Delicious vegetables and noodles smothered in a tangy, sweet and sour Asian dressing. This is the very best Asian noodle salad you'll ever make at home!
Cook noodles according to instructions on the packet. (note 1)
Chop broccoli, capsicums, mushrooms, spring onion and roughly chop coriander.
Place broccoli and snow peas in a steamer and lightly steam for 3 minutes OR place broccoli and snow peas in a ceramic bowl or saucepan and pour boiling water over the vegetables. Leave for 3-5 minutes, then immediately strain and run them under cold water.
Drain noodles and place in a large salad bowl.
Top with capsicums, snow peas, broccoli, mushroom
Dressing
Place ingredients in a jar and shake
Adjust flavour accordingly
Add dressing to noodle salad and toss well, coating all the vegetables
Top salad with snow pea sprouts, cilantro and spring onion and serve
Notes
note 1 - I used Hokkien noodles in the past, they are easy to find in most Australian supermarkets in the fridge section.
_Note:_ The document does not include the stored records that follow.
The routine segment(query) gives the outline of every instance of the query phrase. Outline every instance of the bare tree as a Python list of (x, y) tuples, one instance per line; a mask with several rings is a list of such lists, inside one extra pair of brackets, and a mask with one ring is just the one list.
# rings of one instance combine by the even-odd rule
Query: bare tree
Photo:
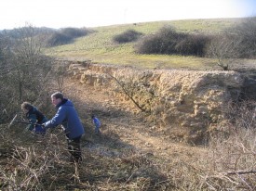
[[(24, 100), (35, 101), (46, 92), (53, 59), (41, 51), (36, 28), (28, 25), (16, 29), (17, 38), (7, 38), (2, 48), (1, 109), (11, 112)], [(1, 115), (1, 114), (0, 114)]]

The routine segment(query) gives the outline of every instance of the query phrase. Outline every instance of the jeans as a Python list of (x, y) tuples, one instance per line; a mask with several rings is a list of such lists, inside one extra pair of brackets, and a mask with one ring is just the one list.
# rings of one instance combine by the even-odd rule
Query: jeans
[(74, 162), (82, 161), (82, 153), (80, 146), (80, 140), (82, 136), (70, 139), (67, 137), (68, 142), (68, 151), (71, 154), (71, 160)]

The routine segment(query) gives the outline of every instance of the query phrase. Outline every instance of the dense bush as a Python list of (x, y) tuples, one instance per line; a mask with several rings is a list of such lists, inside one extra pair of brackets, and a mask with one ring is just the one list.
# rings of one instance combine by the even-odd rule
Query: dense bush
[(46, 41), (46, 46), (56, 46), (70, 44), (74, 38), (88, 35), (93, 31), (86, 28), (64, 28), (51, 33)]
[(60, 32), (73, 38), (77, 38), (77, 37), (81, 37), (88, 34), (89, 32), (91, 32), (91, 31), (86, 28), (83, 28), (83, 29), (64, 28), (64, 29), (61, 29)]
[(181, 55), (193, 55), (204, 57), (206, 46), (212, 39), (211, 36), (204, 34), (189, 34), (175, 45), (176, 51)]
[(142, 38), (135, 45), (140, 54), (180, 54), (204, 56), (209, 36), (177, 32), (172, 27), (164, 27), (155, 34)]
[(142, 35), (141, 32), (134, 30), (128, 30), (123, 33), (114, 36), (113, 41), (115, 43), (123, 44), (137, 41)]
[(239, 42), (239, 57), (256, 57), (256, 17), (247, 18), (237, 26), (227, 30), (234, 35), (234, 41)]
[(46, 42), (46, 45), (47, 46), (56, 46), (69, 44), (72, 41), (72, 36), (68, 36), (61, 32), (56, 32), (48, 37), (48, 39)]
In America, I haven't found them in supermarkets yet but got the equivalent at an Asian grocery superstore in Portland. If you can't find them, soba noodles will do fine (see the image in post)note 2 - to blanch broccoli and snow peas, bring a large pot of water to the boil. Add veggies and boil for about 2-3 minutes (for max crunchiness). Take off and immediately run under cold water to stop the cooking process.